Likely GOP presidential candidate Scott Walker is calling for a constitutional amendment making same-sex marriage bans constitutional, should the Supreme Court strike them down.
For a while, it looked like Scott Walker might be (one of) the first Republican presidential candidates to support same-sex marriage. The Wisconsin governor, who routinely offers ambiguous answers, over the past year has allowed many to infer he might not oppose extending the institution of marriage to same-sex couples. Walker's most-recent example of allowing voters to infer his actual positions and beliefs was his unique comment that he had not attended a same-sex wedding (no response if he would) but he had attended the reception for a same-sex wedding.

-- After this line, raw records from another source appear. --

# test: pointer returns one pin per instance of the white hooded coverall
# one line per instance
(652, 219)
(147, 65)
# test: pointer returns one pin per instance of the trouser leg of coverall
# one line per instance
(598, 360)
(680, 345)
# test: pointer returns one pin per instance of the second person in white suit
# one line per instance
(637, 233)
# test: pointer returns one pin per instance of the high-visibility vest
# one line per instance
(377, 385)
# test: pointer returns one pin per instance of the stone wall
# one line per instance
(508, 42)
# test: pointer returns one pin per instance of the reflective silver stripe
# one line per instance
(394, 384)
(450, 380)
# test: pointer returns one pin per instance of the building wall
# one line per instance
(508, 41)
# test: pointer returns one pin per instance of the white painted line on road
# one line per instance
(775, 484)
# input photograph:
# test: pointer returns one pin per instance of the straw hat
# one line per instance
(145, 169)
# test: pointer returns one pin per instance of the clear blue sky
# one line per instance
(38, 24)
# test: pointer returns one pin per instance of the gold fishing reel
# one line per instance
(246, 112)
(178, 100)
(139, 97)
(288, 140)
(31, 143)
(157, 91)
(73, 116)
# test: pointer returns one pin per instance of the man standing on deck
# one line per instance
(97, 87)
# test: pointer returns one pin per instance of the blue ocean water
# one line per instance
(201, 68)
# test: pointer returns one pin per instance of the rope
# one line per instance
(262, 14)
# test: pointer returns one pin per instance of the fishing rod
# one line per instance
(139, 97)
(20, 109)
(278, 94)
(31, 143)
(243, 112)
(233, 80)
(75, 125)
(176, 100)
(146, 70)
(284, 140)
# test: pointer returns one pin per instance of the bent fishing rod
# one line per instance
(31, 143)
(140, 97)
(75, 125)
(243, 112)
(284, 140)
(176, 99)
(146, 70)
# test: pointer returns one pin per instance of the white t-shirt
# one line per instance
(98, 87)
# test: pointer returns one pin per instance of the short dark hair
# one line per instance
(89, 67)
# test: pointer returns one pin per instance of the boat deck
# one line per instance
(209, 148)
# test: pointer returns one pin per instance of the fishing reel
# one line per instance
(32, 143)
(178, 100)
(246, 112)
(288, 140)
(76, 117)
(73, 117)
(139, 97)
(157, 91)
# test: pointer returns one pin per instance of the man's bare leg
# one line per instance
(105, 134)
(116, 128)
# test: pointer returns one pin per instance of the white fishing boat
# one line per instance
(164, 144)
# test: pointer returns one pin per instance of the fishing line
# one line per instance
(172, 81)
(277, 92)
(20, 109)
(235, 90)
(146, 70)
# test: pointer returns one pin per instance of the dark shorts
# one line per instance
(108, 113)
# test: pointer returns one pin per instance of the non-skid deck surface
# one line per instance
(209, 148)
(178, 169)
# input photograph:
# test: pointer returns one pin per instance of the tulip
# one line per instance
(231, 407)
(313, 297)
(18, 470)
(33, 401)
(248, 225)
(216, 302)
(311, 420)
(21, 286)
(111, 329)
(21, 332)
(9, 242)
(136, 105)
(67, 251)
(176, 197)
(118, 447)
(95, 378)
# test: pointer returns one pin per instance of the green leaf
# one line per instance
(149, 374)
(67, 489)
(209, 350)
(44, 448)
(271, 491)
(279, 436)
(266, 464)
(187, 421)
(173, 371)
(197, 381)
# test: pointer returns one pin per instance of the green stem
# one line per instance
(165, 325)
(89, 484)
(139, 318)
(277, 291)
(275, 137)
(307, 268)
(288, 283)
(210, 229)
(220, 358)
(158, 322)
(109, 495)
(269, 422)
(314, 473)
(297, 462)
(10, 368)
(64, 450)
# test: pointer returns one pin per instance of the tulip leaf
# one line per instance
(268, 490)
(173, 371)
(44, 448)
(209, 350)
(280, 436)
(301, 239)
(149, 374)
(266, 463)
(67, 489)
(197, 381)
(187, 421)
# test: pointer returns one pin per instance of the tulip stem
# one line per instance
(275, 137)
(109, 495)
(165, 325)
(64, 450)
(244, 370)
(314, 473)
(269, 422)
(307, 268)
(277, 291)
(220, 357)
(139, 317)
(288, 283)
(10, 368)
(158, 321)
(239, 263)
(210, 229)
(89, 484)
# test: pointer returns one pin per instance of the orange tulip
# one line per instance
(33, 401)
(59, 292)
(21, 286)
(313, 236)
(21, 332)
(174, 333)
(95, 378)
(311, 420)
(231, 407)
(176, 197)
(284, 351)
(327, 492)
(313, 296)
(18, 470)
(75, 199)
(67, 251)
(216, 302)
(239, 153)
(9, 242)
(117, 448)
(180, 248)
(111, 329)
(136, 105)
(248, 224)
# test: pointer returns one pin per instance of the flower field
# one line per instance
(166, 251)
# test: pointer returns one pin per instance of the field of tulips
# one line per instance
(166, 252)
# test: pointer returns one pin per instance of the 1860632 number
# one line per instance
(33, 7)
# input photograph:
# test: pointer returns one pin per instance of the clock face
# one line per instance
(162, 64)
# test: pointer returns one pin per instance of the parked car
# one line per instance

One reason some believed in Walker's possible support is that he has a cousin who is gay, and his son was a witness at her wedding. And another was public opinion. The Milwaukee Journal-Sentinel reported last October, "polls have shown more support for same-sex marriage," and added that Walker "has repeatedly answered questions about the ban by saying his opinion doesn't matter because a governor can't change the constitution."
Apparently, Gov. Walker can't change the Wisconsin constitution, but he thinks trying to change the U.S. Constitution is fair game.
If the Supreme Court grants same-sex couples the constitutional right to marry and prohibits states from banning that right, the 47-year old union-busting Tea Party Republican governor says he would support a federal constitutional amendment allowing states to ban same-sex couples from marrying.
In response to a Supreme Court ruling supporting same-sex couples, "the only other viable option out there is to support a constitutional amendment, which I would, again, believing, I believe in not just in marriage being defined as one man and one woman, but I also believe in states' rights. I think that's an issue that appropriately belongs in the states," Walker told the conservative blog Caffeinated Thoughts on Saturday.
"I'm still holding out hope the United States Supreme Court will say, 'Yes, indeed, states have a right to define what marriage is,'" Walker added.
He noted that as a state lawmaker and as a voter, he voted for a state constitutional ban on same-sex marriage, and he "defended it as governor" in federal courts.
The interview also included questions about abortion and personhood laws, which declare life begins at conception and therefore abortion by definition - and thus, state law - would be murder, and illegal.
Right Wing Watch reports Walker "immediately" dodged the question "by saying that if he were president he wouldn't 'handle any constitutional amendments.'"
So, to be clear, a President Walker supports constitutional amendments allowing states to ban same-sex marriage, but a President Walker doesn't "handle any constitutional amendments" when it comes to a woman's right to choose.
Once again proving Scott Walker is the king of ambiguous and conflicting answers.